Se si entra più nel dettaglio di questa avvilente classifica si fanno insospettabili scoperte: il primato appartiene alla Puglia (183%) seguita a ruota da Emilia Romagna (171%) e Lombardia (169%). E nell’efficiente regione delle “eccellenze” propagandistiche svettano, con lo storico San Vittore, anche le piccole carceri di Busto Arsizio e Varese. Attrezzate per ospitare rispettivamente 167 e 52 detenuti, in realtà ne ospitano 423 e 167. Come dire una condizione ben oltre il limite della vivibilità per tutti: carcerati, guardie penitenziarie, magistrati, personale ausiliario e volontari.
Il caso della città giardino è addirittura emblematico perché il vecchio carcere ottocentesco dei Miogni risulta ufficialmente “dismesso” dal Ministero da dieci anni ma continua a funzionare in mancanza di concrete iniziative per la costruzione di una nuova struttura. A un certo punto parve che i fondi ci fossero ma il tiro incrociato dei veti, per interposti politici locali, tra quartieri e rioni ne vanificò la disponibilità. Nè miglior sorte ebbe l’idea, davvero piuttosto eterodossa, dell’allora ministro della giustizia Castelli, di optare per una soluzione in leasing, ovvero struttura di proprietà privata affittata allo Stato.
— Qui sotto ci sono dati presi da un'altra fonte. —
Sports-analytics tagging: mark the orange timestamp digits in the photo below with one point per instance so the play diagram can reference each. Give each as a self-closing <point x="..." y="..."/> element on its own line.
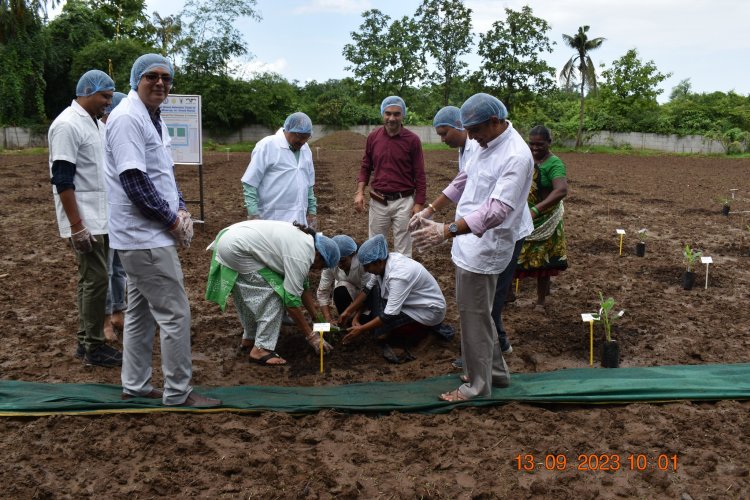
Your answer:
<point x="604" y="462"/>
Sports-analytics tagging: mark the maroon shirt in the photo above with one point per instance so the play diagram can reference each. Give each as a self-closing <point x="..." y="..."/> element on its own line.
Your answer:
<point x="397" y="162"/>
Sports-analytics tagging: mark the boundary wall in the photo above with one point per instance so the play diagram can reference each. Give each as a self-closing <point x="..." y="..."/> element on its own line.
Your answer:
<point x="22" y="138"/>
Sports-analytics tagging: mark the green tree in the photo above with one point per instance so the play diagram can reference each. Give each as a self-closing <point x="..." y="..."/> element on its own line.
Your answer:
<point x="681" y="90"/>
<point x="115" y="57"/>
<point x="580" y="66"/>
<point x="123" y="18"/>
<point x="368" y="54"/>
<point x="211" y="39"/>
<point x="406" y="60"/>
<point x="446" y="36"/>
<point x="629" y="93"/>
<point x="75" y="27"/>
<point x="167" y="32"/>
<point x="511" y="57"/>
<point x="22" y="49"/>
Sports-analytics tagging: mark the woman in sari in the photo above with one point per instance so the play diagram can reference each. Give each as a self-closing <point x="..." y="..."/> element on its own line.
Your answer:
<point x="264" y="265"/>
<point x="544" y="253"/>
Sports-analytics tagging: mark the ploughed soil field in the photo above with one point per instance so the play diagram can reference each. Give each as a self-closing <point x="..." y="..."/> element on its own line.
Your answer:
<point x="466" y="453"/>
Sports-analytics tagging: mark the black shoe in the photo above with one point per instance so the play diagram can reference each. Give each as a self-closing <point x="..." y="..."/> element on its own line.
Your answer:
<point x="103" y="355"/>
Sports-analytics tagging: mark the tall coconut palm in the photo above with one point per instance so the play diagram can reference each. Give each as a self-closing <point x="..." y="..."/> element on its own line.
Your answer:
<point x="580" y="65"/>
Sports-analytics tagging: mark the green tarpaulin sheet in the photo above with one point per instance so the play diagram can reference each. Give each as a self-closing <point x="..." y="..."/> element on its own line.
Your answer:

Nel giugno del 2010 però il governo Berlusconi ha varato un “piano carceri” per la realizzazione di 9.150 nuovi posti pari a 11 nuovi istituti e 20 ampliamenti di penitenziari esistenti. Stanziamento complessivo: 661 milioni di euro. A distanza di diciassette mesi sono usciti solo tre bandi per ampliamenti, informa Antigone, una delle associazioni che monitorizzano i penitenziari italiani. Non mancando di sottolineare del resto l’incongruenza del “piano” che privilegia Sicilia, Campania e Puglia mentre le esigenze più pressanti sono in Emilia Romagna, Lombardia e Veneto. E che dire delle cosiddette carceri fantasma, gli istituti penitenziari (circa quaranta) costruiti negli ultimi vent’anni – spesso anche attrezzati – ma rimasti inutilizzati del tutto o parzialmente se non addirittura abbandonati. Un elenco da brividi che racconta le ottusità, gli sprechi e il menefreghismo di uno Stato lontano dai cittadini, incapace di rispondere alle loro esigenze ma sempre disposto a chiudere un occhio di fronte ai privilegi, ai costi della politica, all’accidia dei burosauri ministeriali e al consenso prezzolato di alcuni giullari televisivi di regime. Non c’è che dire: un bilancio ancora una volta fallimentare nel paese di Cesare Beccaria.